Yo ni siquiera había sabido que cuando iba a Newark -cuando, al finalizar las últimas clases, paseábamos por el parque de Weequahic, rodeábamos el lago y terminábamos en el simulacro que había en nuestro barrio del Nathan de Coney Island, un local llamado Millman's, para comer una frankfurt con «un poco de todo»-, él no iba a la avenida Lehigh solamente para visitar a su hermano. En aquellas tardes, al salir de la escuela, cuando Ira me hablaba de sus años de soldado y lo que había aprendido en Irán, de O'Day y lo que éste le había enseñado, de su reciente ex vida como obrero de fábrica y sindicalista, de sus experiencias juveniles, cuando recogía escombros en las minas, buscaba refugio de una vivienda donde, desde el día de su llegada, se sintió mal recibido y rechazado por parte de Sylphid, y cada vez peor con Eve Frame, debido a su imprevisto desprecio hacia los judíos.

Murray le explicó que Eve no despreciaba a todos los judíos, no a los de éxito que ocupaban puestos clave y a los que veía en Hollywood, Broadway y el mundo de la radio, no, en general, a los directores, actores, guionistas y músicos con los que ella había trabajado, a muchos de los cuales se les veía con regularidad en el salón en que había convertido su casa de la calle West Eleventh. Dirigía su desprecio a la variedad: el judío estereotipado que veía comprando en los grandes almacenes, la gente corriente con acento neoyorquino que trabajaba detrás de los mostradores o que atendía sus propias tiendecitas en Manhattan, los taxistas judíos, las familias judías a las que veía conversando y paseando por Central Park. Lo que le volvía loca en las calles eran las señoras judías que la amaban, que la reconocían, que se le acercaban y le pedían su autógrafo. Esas mujeres habían sido su público de Broadway, y ella las despreciaba.
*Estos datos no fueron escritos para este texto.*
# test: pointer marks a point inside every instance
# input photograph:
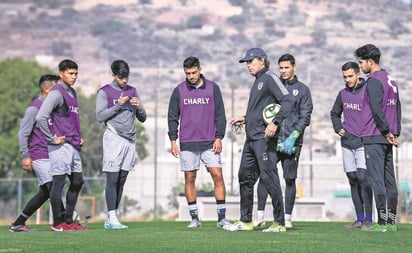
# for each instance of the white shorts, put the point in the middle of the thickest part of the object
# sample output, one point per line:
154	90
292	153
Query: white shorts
42	170
190	160
118	153
353	159
64	159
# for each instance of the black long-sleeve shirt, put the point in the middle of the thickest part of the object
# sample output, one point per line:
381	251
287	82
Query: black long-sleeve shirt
266	89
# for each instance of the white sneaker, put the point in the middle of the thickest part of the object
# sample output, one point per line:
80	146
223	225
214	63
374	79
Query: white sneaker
259	223
275	228
239	226
195	223
114	225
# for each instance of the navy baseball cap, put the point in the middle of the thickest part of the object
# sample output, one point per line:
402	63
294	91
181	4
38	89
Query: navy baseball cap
253	53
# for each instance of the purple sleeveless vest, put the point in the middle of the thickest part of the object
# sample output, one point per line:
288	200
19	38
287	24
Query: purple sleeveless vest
113	95
67	124
389	104
37	141
353	120
197	113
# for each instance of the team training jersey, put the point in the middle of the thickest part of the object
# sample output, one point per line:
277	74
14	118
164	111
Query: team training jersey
119	118
389	105
67	124
32	142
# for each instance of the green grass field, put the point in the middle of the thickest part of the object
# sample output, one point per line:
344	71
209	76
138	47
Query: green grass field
170	236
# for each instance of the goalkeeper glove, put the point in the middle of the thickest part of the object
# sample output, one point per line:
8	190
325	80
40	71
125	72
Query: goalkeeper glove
290	142
280	147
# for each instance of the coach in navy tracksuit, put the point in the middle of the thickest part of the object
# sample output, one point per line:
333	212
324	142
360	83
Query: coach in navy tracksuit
382	115
259	156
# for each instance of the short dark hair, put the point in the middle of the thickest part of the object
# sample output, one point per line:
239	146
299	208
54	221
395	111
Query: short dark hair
368	51
287	57
351	65
120	68
67	64
48	77
191	62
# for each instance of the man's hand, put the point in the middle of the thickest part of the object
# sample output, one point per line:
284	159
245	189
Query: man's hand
135	102
59	140
270	130
217	146
280	147
123	99
27	164
238	120
290	142
174	149
392	139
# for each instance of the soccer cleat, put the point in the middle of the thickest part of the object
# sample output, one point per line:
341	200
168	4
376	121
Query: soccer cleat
20	228
275	228
367	224
62	227
356	224
114	225
375	228
288	224
259	224
240	226
392	228
223	223
195	223
77	226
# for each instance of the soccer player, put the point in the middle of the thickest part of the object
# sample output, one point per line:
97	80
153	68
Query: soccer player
348	104
64	145
259	156
196	105
382	116
33	148
290	138
118	105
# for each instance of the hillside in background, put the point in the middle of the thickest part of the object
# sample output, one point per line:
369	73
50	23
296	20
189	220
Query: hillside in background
155	36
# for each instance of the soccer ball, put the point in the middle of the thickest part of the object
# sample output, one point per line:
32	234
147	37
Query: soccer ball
270	112
76	217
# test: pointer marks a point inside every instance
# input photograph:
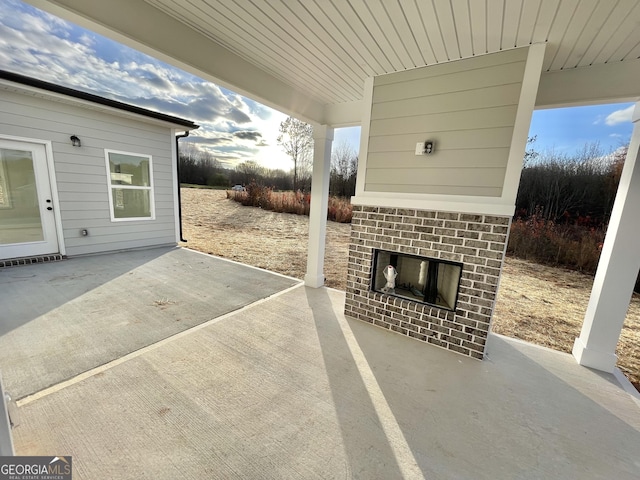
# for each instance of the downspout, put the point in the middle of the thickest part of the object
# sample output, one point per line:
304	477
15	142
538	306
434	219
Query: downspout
178	137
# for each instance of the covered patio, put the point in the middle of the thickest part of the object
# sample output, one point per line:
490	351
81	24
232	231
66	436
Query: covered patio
283	385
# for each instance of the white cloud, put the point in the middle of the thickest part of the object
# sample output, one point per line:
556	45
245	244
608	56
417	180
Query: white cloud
620	116
40	45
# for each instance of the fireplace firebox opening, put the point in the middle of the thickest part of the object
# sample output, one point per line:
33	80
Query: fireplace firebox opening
420	279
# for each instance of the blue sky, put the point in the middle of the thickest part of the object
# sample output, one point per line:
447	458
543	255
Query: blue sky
233	128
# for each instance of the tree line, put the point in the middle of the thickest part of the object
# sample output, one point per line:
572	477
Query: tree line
578	188
200	167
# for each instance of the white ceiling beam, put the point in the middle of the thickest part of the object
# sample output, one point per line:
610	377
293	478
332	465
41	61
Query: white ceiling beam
137	24
596	84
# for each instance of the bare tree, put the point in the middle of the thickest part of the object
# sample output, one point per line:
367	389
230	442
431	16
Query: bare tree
250	170
344	166
296	139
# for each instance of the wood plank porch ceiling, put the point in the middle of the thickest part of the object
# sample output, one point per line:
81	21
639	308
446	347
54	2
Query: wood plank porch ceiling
328	47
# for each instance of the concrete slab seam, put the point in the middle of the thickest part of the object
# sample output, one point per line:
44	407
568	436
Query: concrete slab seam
118	361
399	446
242	264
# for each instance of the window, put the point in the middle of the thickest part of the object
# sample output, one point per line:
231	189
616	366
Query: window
420	279
130	186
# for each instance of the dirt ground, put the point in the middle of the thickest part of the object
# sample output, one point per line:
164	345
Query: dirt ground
536	303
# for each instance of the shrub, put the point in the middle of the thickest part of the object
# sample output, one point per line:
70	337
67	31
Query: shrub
574	245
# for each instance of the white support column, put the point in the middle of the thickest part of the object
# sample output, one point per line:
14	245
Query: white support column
322	140
617	270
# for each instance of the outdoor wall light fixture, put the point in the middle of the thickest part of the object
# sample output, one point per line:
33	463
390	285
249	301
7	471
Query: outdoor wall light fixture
425	148
428	147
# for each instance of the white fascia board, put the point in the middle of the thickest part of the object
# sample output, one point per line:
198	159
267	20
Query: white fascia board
526	103
347	114
173	42
596	84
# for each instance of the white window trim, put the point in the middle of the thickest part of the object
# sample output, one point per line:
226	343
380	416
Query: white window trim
126	187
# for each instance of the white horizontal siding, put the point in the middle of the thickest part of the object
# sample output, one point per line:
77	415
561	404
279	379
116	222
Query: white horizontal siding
81	172
467	108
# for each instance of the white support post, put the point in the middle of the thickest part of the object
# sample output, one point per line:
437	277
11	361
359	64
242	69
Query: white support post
6	441
322	140
617	269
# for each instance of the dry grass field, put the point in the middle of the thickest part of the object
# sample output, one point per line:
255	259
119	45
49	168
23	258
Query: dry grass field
536	303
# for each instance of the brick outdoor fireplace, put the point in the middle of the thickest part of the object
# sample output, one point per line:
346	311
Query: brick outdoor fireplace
470	246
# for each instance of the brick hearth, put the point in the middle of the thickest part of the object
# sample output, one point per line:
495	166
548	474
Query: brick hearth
477	241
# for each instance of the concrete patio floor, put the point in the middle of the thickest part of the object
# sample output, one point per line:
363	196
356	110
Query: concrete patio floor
287	387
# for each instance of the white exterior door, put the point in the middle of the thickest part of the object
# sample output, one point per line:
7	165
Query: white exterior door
27	219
Sobre todo no podía dejar que las ancianas judías pasaran por su lado sin soltar un gruñido de asco. «¡Mira esas caras!», decía, estremecida. «¡Mira esas caras horribles!»

– Era una enfermedad -decía Murray-, esa aversión que tenía por el judío insuficientemente disfrazado era una enfermedad. Podía avanzar en paralelo a la vida durante mucho tiempo. No con la vida, sino paralela a ella.

Podía ser del todo convincente en el papel ultracivilizado, de gran señora, que había elegido. Su voz suave, su dicción precisa… En los años veinte, el inglés elegante era un estilo que practicaban muchas chicas norteamericanas que deseaban ser actrices. Y en el caso de Eve Frame, que por entonces iniciaba su carrera en Hollywood, ese estilo cuajó, se endureció. El inglés elegante se endureció a la manera de las capas de cera, sólo el pabilo ardía en el centro, ese pabilo encendido que no tenía nada de elegante. Ella conocía todos los gestos, la sonrisa benévola, la reserva dramática, todos los gestos delicados. Pero entonces se desvió por aquella trayectoria paralela suya, que se parecía tanto a la vida, y hubo un episodio que podría dejarte patitieso.